Everyone knows that baseball is not perfect entertainment. It’s slow. Long. Boring to most people.
Yet, at the same time, it’s America’s pastime. Kids would (and still do, occasionally) sit through endless innings, commercial breaks, pitching changes, outrageously low-scoring games. Then maybe, if they were lucky, they'd see something spectacular.
Mark Teixeria knows. "When I was a kid, I watched baseball religiously," he reflected in an earlier interview. "My kids these days have way too many options."
One of the great paradoxes of modern entertainment, as I’ve written about before, is how choice has become both our greatest freedom and our heaviest burden. Everything is available essentially all the time and anywhere. The next dopamine hit is naturally something we crave, yet it’s more accessible to us than ever before.
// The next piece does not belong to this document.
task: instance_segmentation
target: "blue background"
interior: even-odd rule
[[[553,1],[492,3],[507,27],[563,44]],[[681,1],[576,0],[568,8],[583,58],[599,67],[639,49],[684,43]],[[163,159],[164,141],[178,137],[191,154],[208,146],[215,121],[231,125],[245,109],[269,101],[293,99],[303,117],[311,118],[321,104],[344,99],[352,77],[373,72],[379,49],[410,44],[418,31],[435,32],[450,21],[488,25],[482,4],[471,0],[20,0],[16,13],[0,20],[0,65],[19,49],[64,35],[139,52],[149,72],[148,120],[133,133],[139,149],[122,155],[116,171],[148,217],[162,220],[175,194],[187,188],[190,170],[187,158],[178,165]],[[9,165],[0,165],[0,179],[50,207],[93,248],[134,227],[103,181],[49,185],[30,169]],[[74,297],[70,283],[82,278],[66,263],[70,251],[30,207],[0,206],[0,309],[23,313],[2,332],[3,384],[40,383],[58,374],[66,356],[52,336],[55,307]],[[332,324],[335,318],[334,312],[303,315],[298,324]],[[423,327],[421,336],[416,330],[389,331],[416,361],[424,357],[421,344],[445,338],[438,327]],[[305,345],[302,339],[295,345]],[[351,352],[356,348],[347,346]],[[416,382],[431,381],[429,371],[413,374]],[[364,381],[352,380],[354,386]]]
There's a real attention economy at play, where both companies and consumers take it as a sort of currency – looking for the highest return on investment, ready to withdraw at the first sign of boredom. For lack of a better term, we're trying to "optimize" ourselves out of experiencing depth.
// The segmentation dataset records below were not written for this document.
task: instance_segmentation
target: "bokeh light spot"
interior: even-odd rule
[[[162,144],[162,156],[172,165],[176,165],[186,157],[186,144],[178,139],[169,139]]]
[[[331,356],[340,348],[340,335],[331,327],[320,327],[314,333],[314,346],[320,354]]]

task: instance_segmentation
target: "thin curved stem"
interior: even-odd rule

Genuine engagement isn't optimizable – it actually doesn't follow the convenience curve. Sometimes it requires us to be bored. Sometimes it demands that we temporarily surrender our freedom to choose something else.
I’m not trying to say that there's something inherently wrong with options. It’s a blessing to have as many as we do. We need choice to function, variety to grow, novelty to inspire. But the moment we start believing that meaningful experiences can be reduced to algorithms, we've already lost the very essence of what makes entertainment entertainment.
And sometimes, the most engaging thing you can do is stop. Just to remember what it feels like to let something move at its own pace.